SHELL firms registered in Britain’s last colonies enabled global economic crimes worth £250 billion, a major new report has revealed.
Anti-corruption charity Transparency International took a deep dive in to 237 financial crimes - and found they had been facilitated by 1107 corporate entities formally headquartered in UK overseas territories.
The research comes amid heightened international frustration on lacklustre efforts to tackle money-laundering and tax evasion through secrecy jurisdictions officially under the British Crown.
Some territories, such as the British Virgin Islands or BVI, have been heavily criticised for allowing companies they register not to declare who owns them. Transparency said 92 per cent of the shell firms it uncovered enabling economic were from the BVI.
Nobody was available for comment at the BVI government’s office in London. Last year BVI Finance, the lobby for the islands’ financial industry, told The Herald that tax haven status was a “myth”.
Transparency said crimes using colonial shell firms were most common in Russia - accounting for 17 per cent of the total. Ukraine, Nigeria, Kazakhstan and Azerbaijan featured frequently too. Offences included bribery, procurement rigging and embezzlement.

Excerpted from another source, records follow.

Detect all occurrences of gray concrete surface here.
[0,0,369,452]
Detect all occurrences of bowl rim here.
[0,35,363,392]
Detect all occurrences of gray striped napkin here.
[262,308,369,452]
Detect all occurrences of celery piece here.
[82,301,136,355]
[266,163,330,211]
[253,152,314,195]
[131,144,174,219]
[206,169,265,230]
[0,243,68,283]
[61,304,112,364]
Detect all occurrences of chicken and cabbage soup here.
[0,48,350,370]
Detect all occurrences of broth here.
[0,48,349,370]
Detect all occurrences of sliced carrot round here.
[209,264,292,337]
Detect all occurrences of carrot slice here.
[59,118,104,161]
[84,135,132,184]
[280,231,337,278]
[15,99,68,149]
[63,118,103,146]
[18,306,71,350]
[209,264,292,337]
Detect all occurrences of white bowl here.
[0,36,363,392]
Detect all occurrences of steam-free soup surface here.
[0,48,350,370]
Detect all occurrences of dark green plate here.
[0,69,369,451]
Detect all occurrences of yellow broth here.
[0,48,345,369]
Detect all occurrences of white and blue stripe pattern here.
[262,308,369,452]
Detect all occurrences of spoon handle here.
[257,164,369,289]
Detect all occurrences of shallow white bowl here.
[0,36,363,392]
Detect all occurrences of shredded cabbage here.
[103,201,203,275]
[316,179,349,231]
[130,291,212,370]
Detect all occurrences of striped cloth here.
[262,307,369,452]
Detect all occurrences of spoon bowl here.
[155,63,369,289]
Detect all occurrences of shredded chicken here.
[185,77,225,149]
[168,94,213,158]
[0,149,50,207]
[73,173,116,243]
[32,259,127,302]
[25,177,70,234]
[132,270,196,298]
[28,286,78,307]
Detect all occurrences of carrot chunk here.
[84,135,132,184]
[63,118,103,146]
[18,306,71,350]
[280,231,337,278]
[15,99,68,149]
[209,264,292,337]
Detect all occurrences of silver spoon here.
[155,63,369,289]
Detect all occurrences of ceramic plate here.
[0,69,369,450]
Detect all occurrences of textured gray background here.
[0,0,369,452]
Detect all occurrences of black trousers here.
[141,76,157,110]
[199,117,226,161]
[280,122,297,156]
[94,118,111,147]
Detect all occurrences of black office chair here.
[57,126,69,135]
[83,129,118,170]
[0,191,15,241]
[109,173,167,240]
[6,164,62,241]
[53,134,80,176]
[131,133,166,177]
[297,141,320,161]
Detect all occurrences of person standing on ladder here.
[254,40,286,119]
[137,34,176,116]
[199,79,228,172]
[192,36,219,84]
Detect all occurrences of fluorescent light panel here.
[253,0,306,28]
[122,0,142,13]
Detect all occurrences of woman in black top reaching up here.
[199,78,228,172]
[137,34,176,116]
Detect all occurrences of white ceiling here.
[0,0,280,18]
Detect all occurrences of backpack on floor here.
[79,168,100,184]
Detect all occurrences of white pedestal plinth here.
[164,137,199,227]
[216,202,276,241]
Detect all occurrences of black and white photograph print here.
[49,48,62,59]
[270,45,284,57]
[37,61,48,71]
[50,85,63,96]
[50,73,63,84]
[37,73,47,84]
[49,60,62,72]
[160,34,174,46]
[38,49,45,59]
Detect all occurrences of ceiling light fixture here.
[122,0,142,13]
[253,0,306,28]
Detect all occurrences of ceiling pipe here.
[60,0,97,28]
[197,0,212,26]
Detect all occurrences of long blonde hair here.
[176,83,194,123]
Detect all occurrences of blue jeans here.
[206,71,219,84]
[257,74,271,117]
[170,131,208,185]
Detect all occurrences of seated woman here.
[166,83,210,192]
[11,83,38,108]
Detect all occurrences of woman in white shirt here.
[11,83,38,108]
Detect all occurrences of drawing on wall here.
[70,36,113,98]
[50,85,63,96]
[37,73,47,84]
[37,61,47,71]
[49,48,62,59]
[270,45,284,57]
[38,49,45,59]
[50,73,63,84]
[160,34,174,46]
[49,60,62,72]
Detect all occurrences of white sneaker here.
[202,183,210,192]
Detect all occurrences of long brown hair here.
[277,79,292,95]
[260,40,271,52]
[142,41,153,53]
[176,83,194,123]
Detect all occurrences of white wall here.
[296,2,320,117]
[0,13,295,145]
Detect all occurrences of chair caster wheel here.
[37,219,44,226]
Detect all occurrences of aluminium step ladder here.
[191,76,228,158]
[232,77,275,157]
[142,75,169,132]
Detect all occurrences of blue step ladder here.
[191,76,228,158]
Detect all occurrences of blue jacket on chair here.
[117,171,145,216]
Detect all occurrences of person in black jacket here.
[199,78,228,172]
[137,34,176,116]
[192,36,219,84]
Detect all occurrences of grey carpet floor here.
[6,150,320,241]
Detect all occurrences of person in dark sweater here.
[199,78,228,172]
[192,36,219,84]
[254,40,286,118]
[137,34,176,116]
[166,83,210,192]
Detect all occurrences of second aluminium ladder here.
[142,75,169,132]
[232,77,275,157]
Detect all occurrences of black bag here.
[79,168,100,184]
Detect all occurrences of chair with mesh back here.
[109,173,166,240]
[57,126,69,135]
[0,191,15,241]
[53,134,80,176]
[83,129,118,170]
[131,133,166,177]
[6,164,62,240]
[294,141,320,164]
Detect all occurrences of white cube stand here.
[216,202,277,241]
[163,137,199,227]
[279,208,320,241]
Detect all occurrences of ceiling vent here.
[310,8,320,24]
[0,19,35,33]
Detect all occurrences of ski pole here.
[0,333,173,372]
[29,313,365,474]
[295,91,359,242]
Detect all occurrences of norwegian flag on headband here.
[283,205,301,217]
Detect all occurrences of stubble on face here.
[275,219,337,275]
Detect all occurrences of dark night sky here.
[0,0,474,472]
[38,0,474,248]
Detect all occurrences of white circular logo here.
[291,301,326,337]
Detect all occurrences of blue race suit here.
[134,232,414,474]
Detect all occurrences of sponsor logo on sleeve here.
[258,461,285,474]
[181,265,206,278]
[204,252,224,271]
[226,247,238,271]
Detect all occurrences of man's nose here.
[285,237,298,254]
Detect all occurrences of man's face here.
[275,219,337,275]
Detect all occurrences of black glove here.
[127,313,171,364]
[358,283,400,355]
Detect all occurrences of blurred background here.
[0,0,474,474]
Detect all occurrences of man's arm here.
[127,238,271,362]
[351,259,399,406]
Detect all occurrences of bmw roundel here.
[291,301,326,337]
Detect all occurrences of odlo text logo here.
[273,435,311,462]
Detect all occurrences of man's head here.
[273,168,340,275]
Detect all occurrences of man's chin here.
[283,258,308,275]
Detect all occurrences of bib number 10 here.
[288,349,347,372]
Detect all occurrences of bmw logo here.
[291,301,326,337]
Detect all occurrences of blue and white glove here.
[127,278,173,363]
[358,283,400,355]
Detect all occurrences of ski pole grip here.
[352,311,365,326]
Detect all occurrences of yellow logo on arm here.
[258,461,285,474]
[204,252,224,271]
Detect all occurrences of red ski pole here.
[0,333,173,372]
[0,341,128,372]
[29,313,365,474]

Duncan Hames, Transparency’s UK policy director, said: “Our new analysis is a stark reminder of the damage wrought by anonymous companies registered in secrecy havens like the British Virgin Islands; these are not victimless crimes. When money is stolen from state budgets it is schools and health services for ordinary people that suffer.”
The secrecy made possible in the British Overseas Territories has been key to criminals across the world enjoying impunity for their actions. It does nothing to aid the reputation of financial centres to provide services and secrecy that enrich a corrupt global elite at the public’s expense.”
Ministers from overseas territories meet in London this week. Transparency wants ending secrecy on the agenda. MPs called for overseas territories to produce public registers of owners earlier this year. This has not happened.
Shell firms from overseas territories also regularly appear as partners in Scottish limited partnerships and other UK shell companies, used as wraparounds to give tax haven structures a respectable front.